We run. We hide. We make a huge concrete reinforced steel lined box and put the bomb inside, then we bury it a mile underground in the deepest part of the ocean, set a guard of the most vicious sharks we can find arm them with machine guns and leave it alone. We can now ignore it, forget about it, the bomb never existed and the damage never happened – life can go on. Or almost, but unfortunately it’s not quite as simple as bury it and it’s gone; the tricky thing about nuclear bombs is the radiation. Radiation tends to leak, it’s difficult to keep it locked away, it will creep through the cracks in box and escape, silently it will poison all those parts of your life and mind that you managed to save from the main explosion. You may not remember the bomb, but you will get the panic attacks, the random moments of fear or anger, nightmares that make no sense – I call this leakage, and this is where the everyday dissociation kicks in, that floaty numb feeling and temporary memory lapses that sometimes get out of control and get you into trouble, but remember it’s your mind’s way of protecting you. The Dissociative Disorder is difficult, even debilitating, it sometimes causes as much pain as it blocks, but it’s there for the sole purpose of keeping you away from what’s in that concrete box – that is why I say I don’t suffer DID I endure it.

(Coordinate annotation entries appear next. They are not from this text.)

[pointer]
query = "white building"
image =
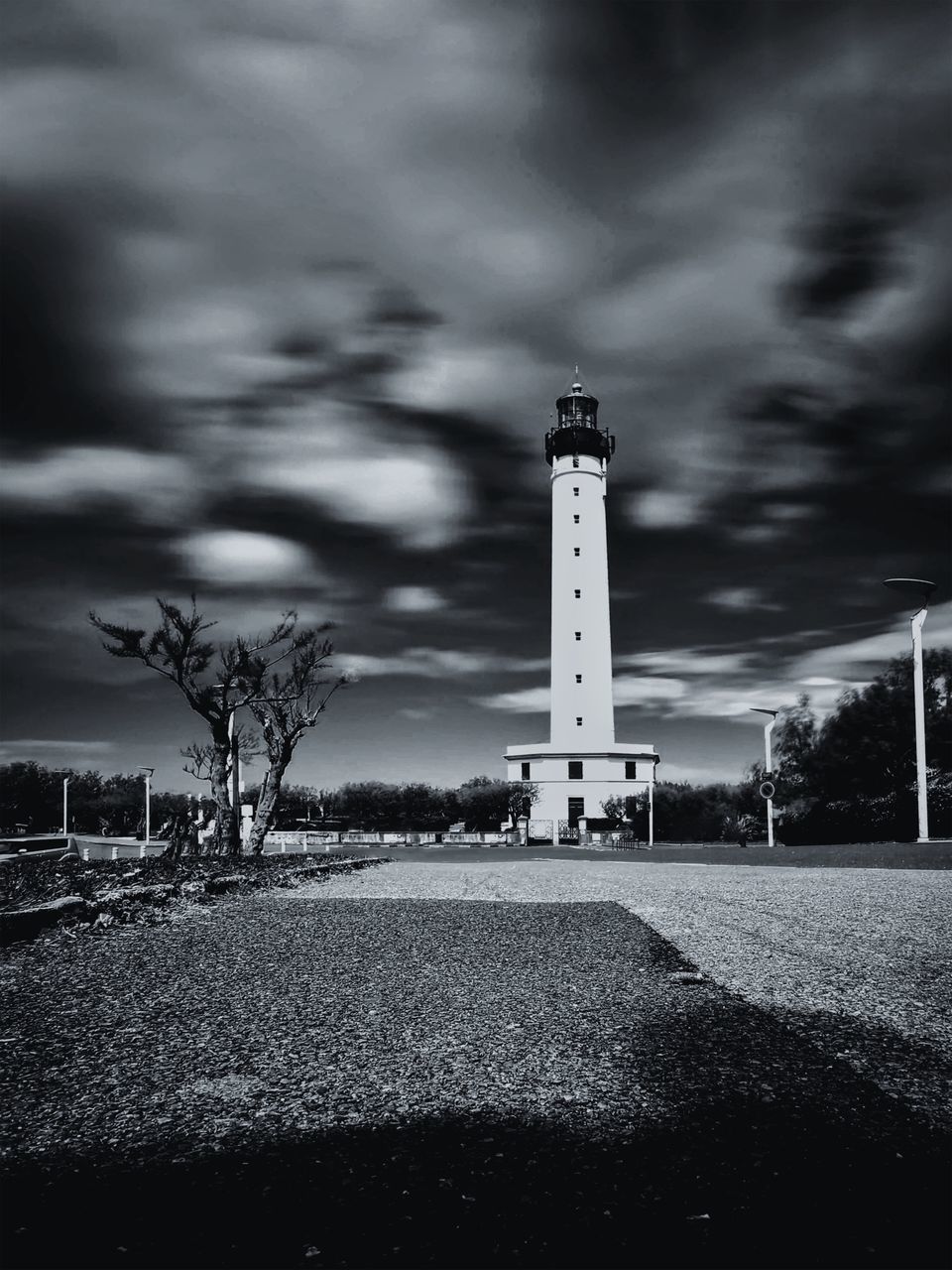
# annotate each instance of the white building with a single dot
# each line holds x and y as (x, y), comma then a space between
(581, 765)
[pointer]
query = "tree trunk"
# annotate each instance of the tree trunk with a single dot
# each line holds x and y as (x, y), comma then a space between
(226, 841)
(268, 802)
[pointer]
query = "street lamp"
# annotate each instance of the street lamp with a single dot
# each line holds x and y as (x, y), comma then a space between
(921, 589)
(149, 772)
(769, 767)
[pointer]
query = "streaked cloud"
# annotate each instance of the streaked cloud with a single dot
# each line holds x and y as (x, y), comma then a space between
(413, 599)
(742, 598)
(238, 558)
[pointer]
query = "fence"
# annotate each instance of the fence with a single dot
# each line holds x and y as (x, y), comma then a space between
(311, 839)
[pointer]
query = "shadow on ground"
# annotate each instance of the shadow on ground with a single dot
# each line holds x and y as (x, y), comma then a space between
(735, 1185)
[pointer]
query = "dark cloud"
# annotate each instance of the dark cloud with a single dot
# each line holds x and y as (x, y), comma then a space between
(296, 291)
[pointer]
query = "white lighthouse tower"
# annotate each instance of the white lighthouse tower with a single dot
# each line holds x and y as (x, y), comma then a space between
(581, 765)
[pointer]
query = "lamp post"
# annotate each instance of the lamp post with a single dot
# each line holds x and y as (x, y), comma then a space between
(769, 769)
(150, 772)
(921, 588)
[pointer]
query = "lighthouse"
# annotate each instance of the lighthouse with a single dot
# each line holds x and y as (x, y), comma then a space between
(581, 765)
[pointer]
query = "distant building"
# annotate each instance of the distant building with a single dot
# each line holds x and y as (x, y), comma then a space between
(581, 765)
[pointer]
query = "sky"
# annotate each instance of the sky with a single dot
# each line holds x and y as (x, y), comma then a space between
(290, 291)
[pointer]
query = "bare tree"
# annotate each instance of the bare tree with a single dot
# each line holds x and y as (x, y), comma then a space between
(290, 702)
(214, 680)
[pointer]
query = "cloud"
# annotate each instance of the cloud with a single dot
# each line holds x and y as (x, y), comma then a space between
(413, 599)
(436, 663)
(231, 558)
(522, 701)
(631, 690)
(864, 658)
(742, 598)
(687, 662)
(151, 488)
(665, 509)
(26, 748)
(339, 458)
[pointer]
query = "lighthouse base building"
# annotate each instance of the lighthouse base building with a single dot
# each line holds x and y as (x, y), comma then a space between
(581, 765)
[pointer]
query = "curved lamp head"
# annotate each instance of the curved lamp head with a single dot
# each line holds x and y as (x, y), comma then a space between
(918, 587)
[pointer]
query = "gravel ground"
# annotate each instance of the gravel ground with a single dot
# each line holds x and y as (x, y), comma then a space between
(356, 1076)
(858, 959)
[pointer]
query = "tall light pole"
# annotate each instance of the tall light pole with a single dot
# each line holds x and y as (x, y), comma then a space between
(769, 762)
(150, 772)
(921, 589)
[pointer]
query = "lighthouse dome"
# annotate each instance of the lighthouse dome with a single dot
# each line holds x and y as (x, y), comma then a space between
(578, 408)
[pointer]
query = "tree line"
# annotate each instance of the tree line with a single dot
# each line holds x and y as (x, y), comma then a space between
(31, 799)
(281, 679)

A few years ago I decided I couldn’t carry on living like that, totally dependent on my routine, afraid of any change, living most days in a state of semi-awareness worrying about finding my way home. So I made the choice for my life – I dug up the box, forced it open and faced the bomb. It was a choice between continuing to survive, or suffer, truly suffer, but with the hope that the suffering would subside and I could start to really live. I’m not fully there yet, I still have a lot to work my way through, but I can already tell I made the right choice. It’s been through facing the bomb that I’ve come to appreciate what the DID enabled me to do, I couldn’t have coped with this at a younger age, it saved me and let me grow up – not undamaged for as I said radiation cannot be contained as easily, but I still got through my childhood and adolescence intact and gathered some happy memories on the way. Now I’m an adult and I made a choice for my future, it’s a risk, but I’m old enough to gamble. Everyone has to make that choice for themselves, some will decide that the bomb is too powerful and it’s safer where it is, some will decide they can face part of the explosion but keep the rest contained, we’re all different, we all have our limits, but what we have in common is we each have that box, and that box saved us, and now because of that box we don’t suffer as we would have done, but we do have to endure.